No hay ninguna duda de que la carrera presidencial hacia 2018 ya comenzó. Pero tengo para mí que esta vez no estará en juego una especie de plebiscito para decidir sobre la permanencia del PRI en Los Pinos —como sucedió en el 2000—, ni habrá una polarización entre dos opciones claramente encontradas —como en el año 2006—, ni tampoco estará a prueba la potencia mediática destinada a bloquear la llegada de un candidato y apoyar a otro —como ocurrió en 2012—, sino que habrá una competencia cerrada entre varias opciones posibles, que disputarán los votos de una sociedad cada vez más desencantada con los resultados que le ha ofrecido el régimen democrático.

Será la primera elección realmente plural del siglo XXI, pues habrá por lo menos tres candidaturas con probabilidades ciertas de ganar la elección —incluyendo la posibilidad de que surja una cuarta, capaz de desafiar a las anteriores—, y quizás asistamos también a los primeros comicios de esta centuria en los que no serán los escándalos, ni las campañas negras, ni las maquinarias las que definirán los votos definitivos, sino la combinación entre hartazgo e indignación de los electores. Es probable que el profundo deterioro de la confianza ciudadana en las instituciones y partidos acabe por castigar a quienes se pasen de listos y a quienes pretendan engañar a la gente. Será una carrera contra la indignación.

Aunque no descarto que haya candidatos independientes, dudo que los partidos sean desplazados como la vía principal de acceso a la dirección del Estado. Para ganar una elección presidencial se necesita algo más que carisma y buenos discursos. Hace falta una estructura política más o menos consolidada y medios de organización y respaldo —incluyendo recursos muy abundantes— a los que muy difícilmente podría acceder alguien que no pertenezca o sea capaz de obtener el aval de una parte de la clase política.
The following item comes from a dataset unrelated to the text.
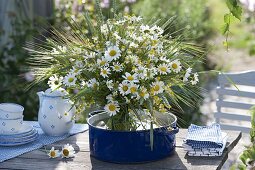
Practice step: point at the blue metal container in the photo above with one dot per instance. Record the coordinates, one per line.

Y tampoco creo que sea conveniente para el país que un advenedizo con muy buenas intenciones, pero sin ninguna trayectoria probada, se haga con el poder. Para consolidar una democracia de largo aliento, nos guste o no, hacen falta partidos políticos dignos.

Pero los partidos ya no podrían soñar siquiera con ganar los siguientes comicios si mantienen la misma conducta que han tenido hasta ahora. Tras las dos alternancias pasadas —del PRI al PAN y de vuelta al PRI—, los ciudadanos ya cobraron suficiente conciencia de que no basta cambiar de siglas para obtener mejores resultados de sus gobiernos. Intentaron el cambio en el año 2000 y el peso de las estructuras oligárquicas y oligopólicas destruyó sus expectativas; y en el 2012, quienes apostaron por el regreso de la experiencia, han acabado decepcionados por la carga de corrupción que ha marcado a este sexenio. La clave de la siguiente elección no estará en las siglas de los partidos, sino en la dignificación de la vida política.

No ganará la elección quien se haga acompañar de la mejor maquinaria política, sino quien resulte más creíble —por la coherencia y la veracidad entre sus ideas, trayectoria y actos—. De hecho, es previsible que ante el desencanto generalizado que hoy medra en la vida pública del país, los aparatos políticos pesen mucho menos que quienes encarnarán las candidaturas. Y desde ahora es posible prever que la hostilidad calculada, las trampas y las mentiras serán castigadas por una buena parte de los votantes. Para ganar, será necesario convencer como nunca con la verdad, para vencer como nunca a la indignación.

Los partidos que no logren entender esa ecuación ética y de persuadir a sus seguidores más allá de las palabras y de las tácticas de campaña, están condenados a perder votos a lo largo del recorrido que nos separa de las elecciones de 2018. Estoy seguro de que, esta vez, la sociedad no se rendirá.